The current political situation in our country is definitely in complete chaos however, we should be reminded of this 85-year-old’s written pieces of work. From her “As I Was Passing” column in the New Straits Times newspaper to her novel, “The End of The Rainbow”, we have witnessed her ideas, and wit in showcasing the best of Malaysia. At times like this, where journalists are being arrested for writing brutally honest pieces, Adibah’s articles are a strong reminder to uphold the truth!
Previously, she has used the pen name of Sri Delima to write her articles and following that, she proceeded to use her own name for her published work. Just like the ruby gemstone, her articles resemble the undeniable strength and resilience of Malaysians far and wide. Starting off with being a columnist for the New Straits Times, her “As I Was Passing” column was a favourite among Malaysians as she fascinated everyone with her musings and reflections — largely addressing the Malaysian psyche with wit, wisdom and overflowing love. This has generated a huge audience, who subsequently became her fans.
That was definitely an era where journalism was a free space for the nation’s writers. Adibah’s style of writing definitely has something to do with her passion; teaching. Every story weaved by her despite having humorous aspects, often has a moral that would be taught to her dear readers.
To kill two birds with one stone via her articles and stories, you’d get entertained and eventually learn a lesson that would live on forever. Apart from being a writer, this Johor born icon has dabbled in acting and was a successful journalist and translator too! In fact, she bagged the Best Supporting Actress award at the Malaysian Film Festival in 1980 for her role as Cikgu Bedah in the movie, “Adik Manja”.

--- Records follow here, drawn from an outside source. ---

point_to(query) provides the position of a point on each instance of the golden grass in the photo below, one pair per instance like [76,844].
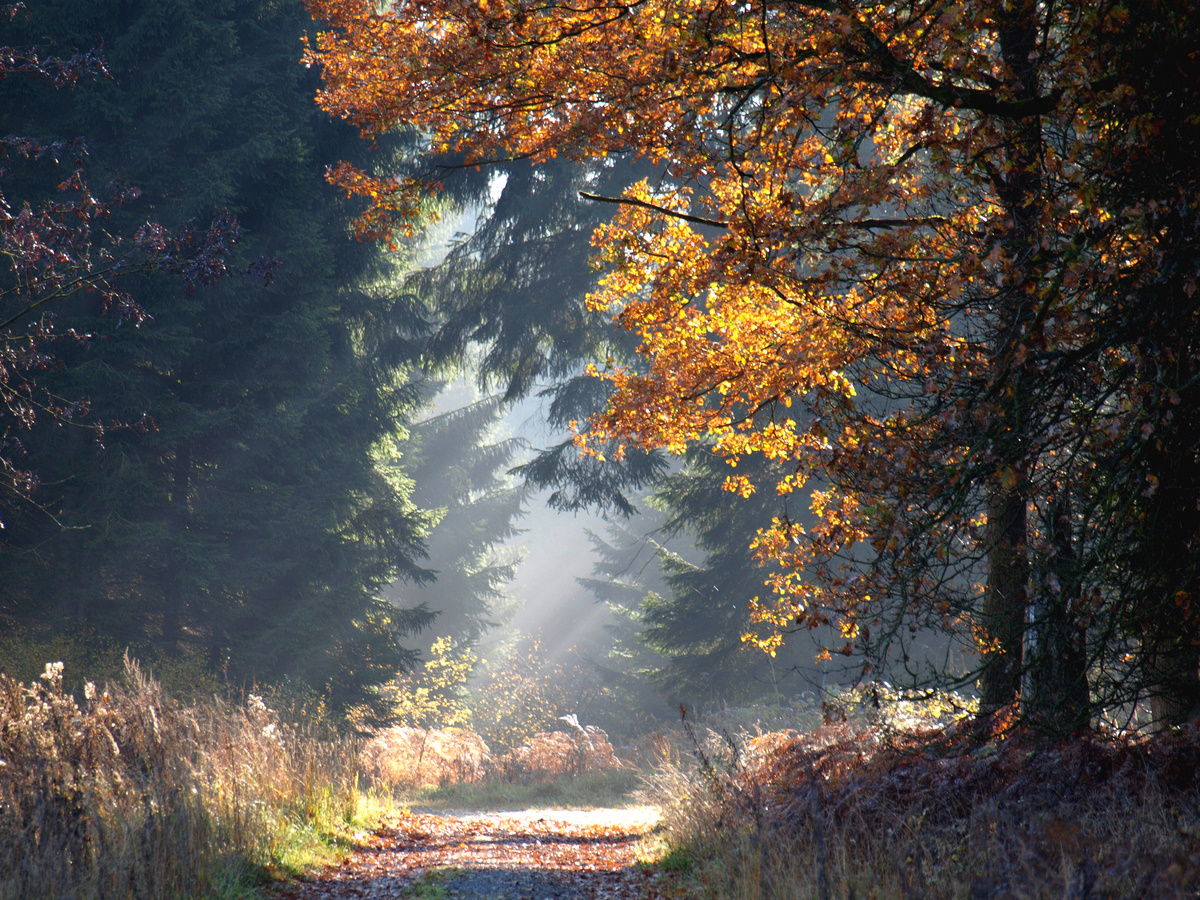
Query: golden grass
[408,759]
[127,793]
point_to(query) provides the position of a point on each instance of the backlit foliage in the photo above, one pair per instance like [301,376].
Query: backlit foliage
[435,695]
[891,247]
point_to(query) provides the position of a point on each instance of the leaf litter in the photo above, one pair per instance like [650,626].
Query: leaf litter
[531,855]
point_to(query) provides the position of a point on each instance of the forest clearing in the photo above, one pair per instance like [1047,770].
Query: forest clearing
[610,448]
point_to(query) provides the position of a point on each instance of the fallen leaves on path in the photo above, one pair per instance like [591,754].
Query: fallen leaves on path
[533,855]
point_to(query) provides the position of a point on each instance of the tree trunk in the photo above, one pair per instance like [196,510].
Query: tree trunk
[1019,187]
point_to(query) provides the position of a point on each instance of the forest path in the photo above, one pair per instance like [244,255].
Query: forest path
[532,855]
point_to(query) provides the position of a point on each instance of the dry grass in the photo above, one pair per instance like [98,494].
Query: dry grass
[407,759]
[411,759]
[127,793]
[857,813]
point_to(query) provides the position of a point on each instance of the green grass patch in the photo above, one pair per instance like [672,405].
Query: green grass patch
[432,885]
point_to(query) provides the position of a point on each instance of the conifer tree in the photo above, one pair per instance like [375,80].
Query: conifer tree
[250,525]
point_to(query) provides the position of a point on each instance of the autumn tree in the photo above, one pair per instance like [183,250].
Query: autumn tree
[906,232]
[251,526]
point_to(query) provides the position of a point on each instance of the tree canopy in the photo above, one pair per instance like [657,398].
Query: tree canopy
[934,261]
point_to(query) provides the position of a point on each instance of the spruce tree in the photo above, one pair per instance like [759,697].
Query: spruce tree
[249,523]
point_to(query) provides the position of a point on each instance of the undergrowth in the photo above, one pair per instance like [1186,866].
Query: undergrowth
[862,810]
[126,792]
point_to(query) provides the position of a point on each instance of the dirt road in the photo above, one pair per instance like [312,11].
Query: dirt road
[533,855]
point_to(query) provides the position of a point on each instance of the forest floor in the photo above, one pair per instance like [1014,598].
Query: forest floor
[531,855]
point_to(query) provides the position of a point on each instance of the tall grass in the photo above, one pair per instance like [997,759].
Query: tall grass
[127,793]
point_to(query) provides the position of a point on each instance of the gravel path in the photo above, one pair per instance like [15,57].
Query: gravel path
[533,855]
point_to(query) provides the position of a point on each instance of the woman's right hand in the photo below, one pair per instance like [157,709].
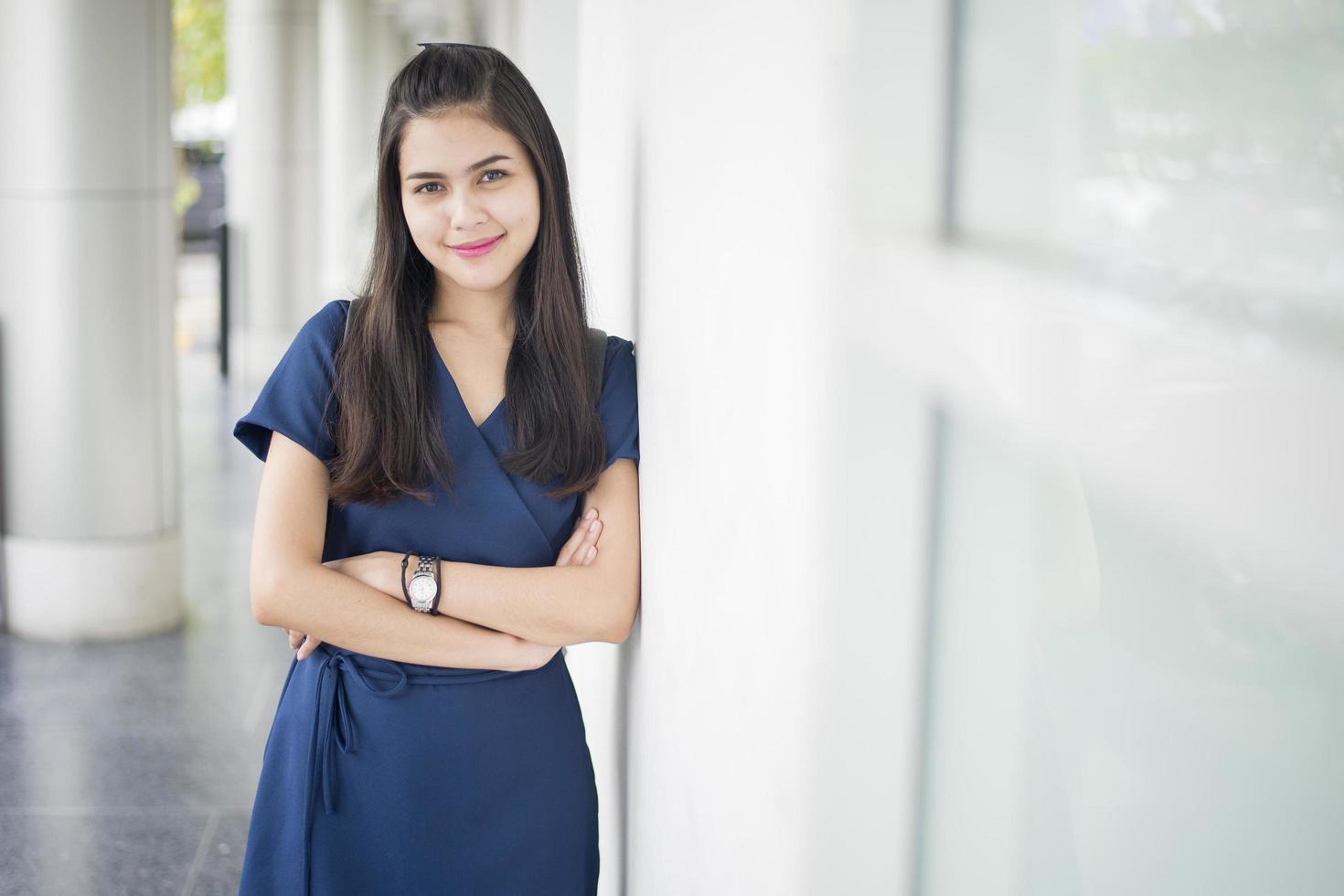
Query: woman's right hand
[580,551]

Instilling kindness to people would often seem like a difficult task to pursue, however, Adibah does this with ease. Instead of teaching people to be kind, her understanding of human nature and calling Malaysians out for their irresponsible behaviours, have inspired us to be kind. However, she does not play the blame game. She shoulders part of the blame as she strongly believes that we, as Malaysians share a collective responsibility when it comes to tackling societal ills.
Another prominent theme that clads her stories and written pieces are racism. That was her concern and sadly, it’s still a concern to even the generation of today. Brutally explaining the concept of racism was Adibah’s speciality. She truly understood that the polarisation occurring within our nation is too heavy although she, just like many others, hope for an undivided Malaysia.
The beauty of Adibah’s stories is the solution that they bring forth. Referring to her article, “Them and Us” from her book “Glimpses”, she gently addresses the topic of othering — bravely depicting the fear of threats to one’s way of life from people of a different social group, leading to marginalisation of people who aren’t part of the dominant social group i.e., the minorities.
Continuing it, as a solution, she states that “Every mother has it in her power to help break the circle. For a start, some mothers teach their children to answer ‘Malaysian’ when asked their race. One mother goes a step further. To that question, her children cheerily reply: ‘Human’.”
Sensitive topics were her pride as she has always reminded her readers, time and time that they should not shy away from talking about sensitive topics. Yes, the same old sensitive topics that would lead to you getting arrested these days!
Another article from Glimpses called “Memories of Merdeka” addresses sensitive issues as such. Taking an excerpt from the article, she asks, “And how do you convince a schoolgirl we are all Malaysians together when observation and intuition tell her that certain classmates will have better opportunities by virtue of parentage, community and connections?”
Another example of this in her work is her “The End of the Rainbow” novel which addresses the heavy topics of ethnic diversity, social injustices and racial prejudice. The preface reads, “I pray that all of us in our own ways will work towards the ‘pot of gold’ on the other end of the rainbow: our shared dream of lasting harmony.”
This national icon had unfortunately suffered from a stroke in 2008 and is now under the care of her younger sister, Fadzilah. Albeit this, her work still lives on in the heart of many Malaysians. In the midst of any crisis that our country faces, we could indeed agree that her works would make us love our country regardless of its imperfections. This is the symbol of unconditional love for our country and we would like to thank Adibah Amin for showing us what it truly means to be a Malaysian!